That being said, TNK can be described as an avant garde experiment (since it's basically all a C drone) with kind of trippy timbres (via production effects such as leslie, compression, and reverse tapes), trippy noises here and there (via the production effects-laden sound effects and instrumental parts fastened into 5 usually thrice-repeating tapes which are ocassionally overdubbed in between the vocals), a bluesy (mixylodian) vocal with a pop and mantra influence (and trippy vocal effects such as the aforementioned leslie), a vaguely Indian and bluesy guitar solo, and usually a danceable aggressive drum beat played along with a haunting bass.
So it's a cross between avant garde and psychedelic music, reaching out toward rock and dance music. While manages to sound unique even when compared to the far out songs I mentioned, the point is that they were more far out.

SFF is a psychedelic song (the timbres are blurry thanks to the same kind of production effects, the meter changes are perhaps disorienting, the first half is slightly off-key thanks to Martin's intentionally imprecise key-change after the joining of the two takes, the coda is just weird) with a baroque arrangement (lots of instruments in the arrangement, mellotron in particular, changes in the arrangement thanks to the edit).

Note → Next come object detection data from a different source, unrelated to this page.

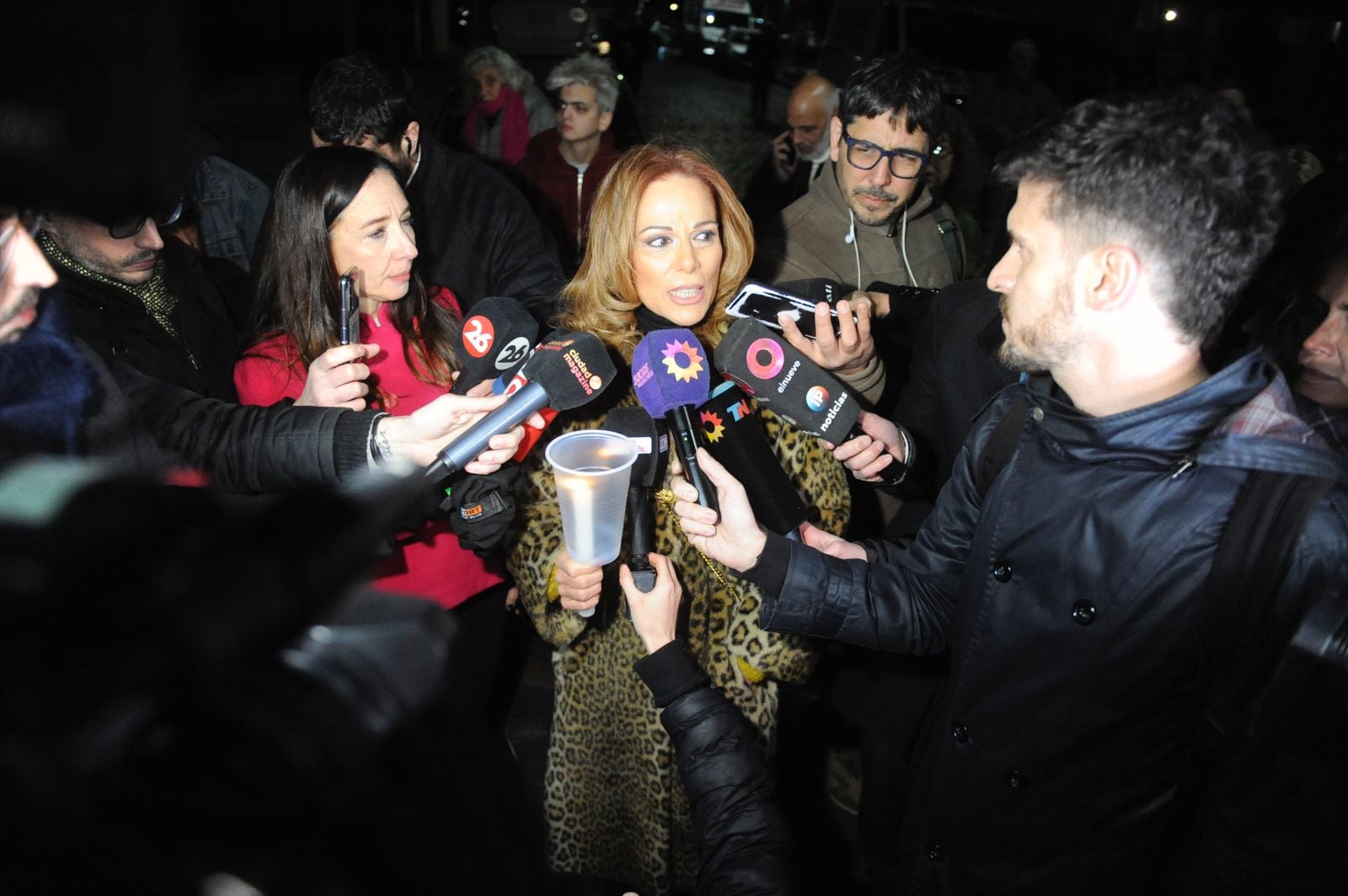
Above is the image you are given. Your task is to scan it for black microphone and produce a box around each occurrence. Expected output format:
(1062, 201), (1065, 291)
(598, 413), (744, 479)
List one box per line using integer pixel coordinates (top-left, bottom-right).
(604, 407), (669, 591)
(697, 382), (806, 537)
(632, 328), (721, 514)
(426, 330), (618, 480)
(450, 295), (538, 395)
(716, 318), (907, 485)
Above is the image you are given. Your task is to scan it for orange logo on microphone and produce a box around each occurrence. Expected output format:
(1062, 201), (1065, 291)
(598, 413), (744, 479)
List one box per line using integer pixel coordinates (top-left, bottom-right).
(661, 341), (703, 382)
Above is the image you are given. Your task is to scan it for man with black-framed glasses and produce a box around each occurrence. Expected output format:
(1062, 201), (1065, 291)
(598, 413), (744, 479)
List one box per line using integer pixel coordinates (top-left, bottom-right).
(38, 191), (249, 402)
(753, 56), (966, 399)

Perhaps as with TNK there were no precedents for that exact idea on the whole, but still other musicians broke even further from tradition in different ways. (for what it's worth - although maybe not much - an explicitly baroque/psych combination can be found in the Stones' Between the Buttons, which was completed slightly before SFF was)

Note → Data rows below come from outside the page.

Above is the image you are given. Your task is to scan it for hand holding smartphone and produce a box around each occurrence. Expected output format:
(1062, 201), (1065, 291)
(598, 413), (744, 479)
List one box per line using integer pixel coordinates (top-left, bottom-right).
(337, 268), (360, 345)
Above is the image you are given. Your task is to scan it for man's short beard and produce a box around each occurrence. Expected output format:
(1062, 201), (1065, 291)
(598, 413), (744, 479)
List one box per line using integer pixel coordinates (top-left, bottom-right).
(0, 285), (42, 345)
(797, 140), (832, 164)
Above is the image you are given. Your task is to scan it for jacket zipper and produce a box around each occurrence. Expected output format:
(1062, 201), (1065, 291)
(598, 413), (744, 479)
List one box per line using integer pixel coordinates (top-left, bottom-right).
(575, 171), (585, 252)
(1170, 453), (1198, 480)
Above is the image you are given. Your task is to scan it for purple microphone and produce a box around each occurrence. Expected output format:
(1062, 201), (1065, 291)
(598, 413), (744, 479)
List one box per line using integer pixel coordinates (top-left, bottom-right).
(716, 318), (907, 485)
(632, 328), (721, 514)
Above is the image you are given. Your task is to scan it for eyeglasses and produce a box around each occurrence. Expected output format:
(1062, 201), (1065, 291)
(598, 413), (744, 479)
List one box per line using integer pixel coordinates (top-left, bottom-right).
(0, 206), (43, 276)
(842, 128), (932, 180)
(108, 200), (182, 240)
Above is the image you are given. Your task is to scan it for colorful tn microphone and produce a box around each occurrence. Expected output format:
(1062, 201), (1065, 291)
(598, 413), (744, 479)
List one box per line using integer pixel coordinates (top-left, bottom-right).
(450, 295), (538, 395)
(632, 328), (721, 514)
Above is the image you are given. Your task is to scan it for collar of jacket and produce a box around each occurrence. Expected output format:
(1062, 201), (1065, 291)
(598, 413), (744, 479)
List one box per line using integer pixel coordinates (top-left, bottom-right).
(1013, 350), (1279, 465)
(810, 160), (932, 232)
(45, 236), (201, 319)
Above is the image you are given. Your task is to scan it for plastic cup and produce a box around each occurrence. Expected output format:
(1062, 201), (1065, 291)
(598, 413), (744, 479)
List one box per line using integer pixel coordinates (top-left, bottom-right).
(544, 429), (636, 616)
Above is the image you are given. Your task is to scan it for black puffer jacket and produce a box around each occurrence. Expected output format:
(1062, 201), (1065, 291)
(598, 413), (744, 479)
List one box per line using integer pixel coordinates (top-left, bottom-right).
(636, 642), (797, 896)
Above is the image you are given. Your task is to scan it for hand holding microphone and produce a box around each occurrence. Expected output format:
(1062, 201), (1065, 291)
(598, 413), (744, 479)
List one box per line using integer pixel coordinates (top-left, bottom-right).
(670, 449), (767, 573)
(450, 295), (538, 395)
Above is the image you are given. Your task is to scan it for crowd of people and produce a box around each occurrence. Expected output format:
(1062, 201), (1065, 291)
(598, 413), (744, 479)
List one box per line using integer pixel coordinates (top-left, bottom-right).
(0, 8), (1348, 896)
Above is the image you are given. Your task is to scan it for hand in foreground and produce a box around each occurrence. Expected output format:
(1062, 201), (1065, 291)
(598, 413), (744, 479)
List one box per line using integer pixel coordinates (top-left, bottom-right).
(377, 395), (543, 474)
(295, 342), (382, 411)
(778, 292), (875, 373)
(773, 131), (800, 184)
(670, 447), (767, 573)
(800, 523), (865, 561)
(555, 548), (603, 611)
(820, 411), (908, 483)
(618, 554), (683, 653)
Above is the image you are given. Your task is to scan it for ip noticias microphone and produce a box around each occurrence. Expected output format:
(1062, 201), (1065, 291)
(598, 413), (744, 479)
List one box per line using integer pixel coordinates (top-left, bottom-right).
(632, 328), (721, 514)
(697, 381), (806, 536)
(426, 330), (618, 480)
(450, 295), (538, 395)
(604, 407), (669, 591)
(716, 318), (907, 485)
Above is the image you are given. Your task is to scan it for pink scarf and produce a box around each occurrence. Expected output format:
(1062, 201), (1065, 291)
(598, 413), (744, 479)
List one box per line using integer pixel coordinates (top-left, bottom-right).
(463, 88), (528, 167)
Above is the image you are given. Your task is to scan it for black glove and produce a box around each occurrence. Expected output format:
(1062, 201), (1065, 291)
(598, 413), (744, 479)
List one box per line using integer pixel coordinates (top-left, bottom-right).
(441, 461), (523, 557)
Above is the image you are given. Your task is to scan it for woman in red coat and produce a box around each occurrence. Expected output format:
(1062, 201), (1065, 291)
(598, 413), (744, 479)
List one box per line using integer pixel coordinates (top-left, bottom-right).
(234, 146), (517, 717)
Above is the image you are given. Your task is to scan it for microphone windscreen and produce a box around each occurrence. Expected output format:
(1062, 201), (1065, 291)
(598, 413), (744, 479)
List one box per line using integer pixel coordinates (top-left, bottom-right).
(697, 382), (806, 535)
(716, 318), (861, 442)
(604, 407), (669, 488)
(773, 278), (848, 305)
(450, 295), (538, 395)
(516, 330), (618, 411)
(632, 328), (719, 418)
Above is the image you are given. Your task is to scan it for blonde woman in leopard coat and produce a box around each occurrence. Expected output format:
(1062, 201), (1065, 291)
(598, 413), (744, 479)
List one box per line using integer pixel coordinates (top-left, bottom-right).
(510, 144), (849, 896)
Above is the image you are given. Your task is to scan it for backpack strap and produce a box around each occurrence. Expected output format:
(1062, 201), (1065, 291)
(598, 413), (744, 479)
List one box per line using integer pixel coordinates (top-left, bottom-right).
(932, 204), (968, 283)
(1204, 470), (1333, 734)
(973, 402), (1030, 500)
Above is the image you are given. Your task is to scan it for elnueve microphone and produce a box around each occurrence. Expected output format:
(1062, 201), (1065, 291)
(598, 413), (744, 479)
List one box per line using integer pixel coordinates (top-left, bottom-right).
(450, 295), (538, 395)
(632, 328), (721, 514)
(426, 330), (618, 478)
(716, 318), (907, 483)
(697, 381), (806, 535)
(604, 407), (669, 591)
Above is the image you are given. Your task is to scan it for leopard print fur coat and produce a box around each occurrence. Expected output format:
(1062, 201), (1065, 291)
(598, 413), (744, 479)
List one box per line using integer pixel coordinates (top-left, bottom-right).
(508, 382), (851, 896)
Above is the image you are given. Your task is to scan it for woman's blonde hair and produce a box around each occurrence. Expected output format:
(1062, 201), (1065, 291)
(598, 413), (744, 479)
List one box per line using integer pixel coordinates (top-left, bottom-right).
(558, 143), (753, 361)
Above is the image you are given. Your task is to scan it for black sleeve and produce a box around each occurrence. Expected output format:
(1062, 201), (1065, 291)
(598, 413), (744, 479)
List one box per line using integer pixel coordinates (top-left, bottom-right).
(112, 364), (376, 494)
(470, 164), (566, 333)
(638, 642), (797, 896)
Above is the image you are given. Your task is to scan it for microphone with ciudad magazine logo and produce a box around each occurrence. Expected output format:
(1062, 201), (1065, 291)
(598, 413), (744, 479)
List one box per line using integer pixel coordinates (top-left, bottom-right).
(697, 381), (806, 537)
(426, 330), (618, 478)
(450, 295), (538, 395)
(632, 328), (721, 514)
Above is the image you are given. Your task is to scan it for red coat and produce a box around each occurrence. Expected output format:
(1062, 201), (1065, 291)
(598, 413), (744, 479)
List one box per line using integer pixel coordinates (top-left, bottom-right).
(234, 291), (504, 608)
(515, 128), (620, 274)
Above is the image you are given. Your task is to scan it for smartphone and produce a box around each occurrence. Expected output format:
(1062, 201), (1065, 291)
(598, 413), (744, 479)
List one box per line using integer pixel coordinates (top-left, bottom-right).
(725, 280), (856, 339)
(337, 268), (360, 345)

Then also A Day In the Life - this is a multipart suite-style song: psych folk-ish verses, psych-ish soaring refrain, mult-tracked orchestral swell sections rising from low to high according to a vague score, McCartney's silly music hall-influences parts, the long piano chord, the trebly "for your dog" section", and the chopped up "never could be any other way" loop in a run-out groove. Again, kind of unique if we get down to the specifics, but not compared with others.

A song being more way out means nothing in terms of innovation. It also could mean random nonsense. "Tomorrow Never Knows" uses electronic music Mellotron within the sound collage of the track it's actually in 6/8 while the rest of the song was 4/4. The Electronic/Psychedelic Rock sound on "Tomorrow Never Knows"is more visible on "Strawberry Fields Forever" and "Flying". "Strawberry Fields Forever" I hear some baroque influences but it's more influenced by avant classical music. Which song on Between the Buttons is psych-baroque. For what it's worth no matter how spin it the Beatles are considered one of the pioneers of progressive rock. You had to be very innovative to come up with the some of the stuff they produced.

"Rain" was recorded fast then played back slower like on "Ticket To Ride" to help give the track a thick droney sound. "Tomorrow Never Knows" studio used as a instrument with the tape loops or sound collage being faded in and out with the studio faders. "Paperback Writer" bass sound achieved by McCartney by miking his amp through a second speaker and using compression. I know other artists were experimental but to say The Beatles were not being innovative or progressive is plain ignorant. They help invent many kinds of styles and recording techniques in music.Someone care to name a song in this vein/structure/style that predates it in pop/rock? That is called "A Day in the Life"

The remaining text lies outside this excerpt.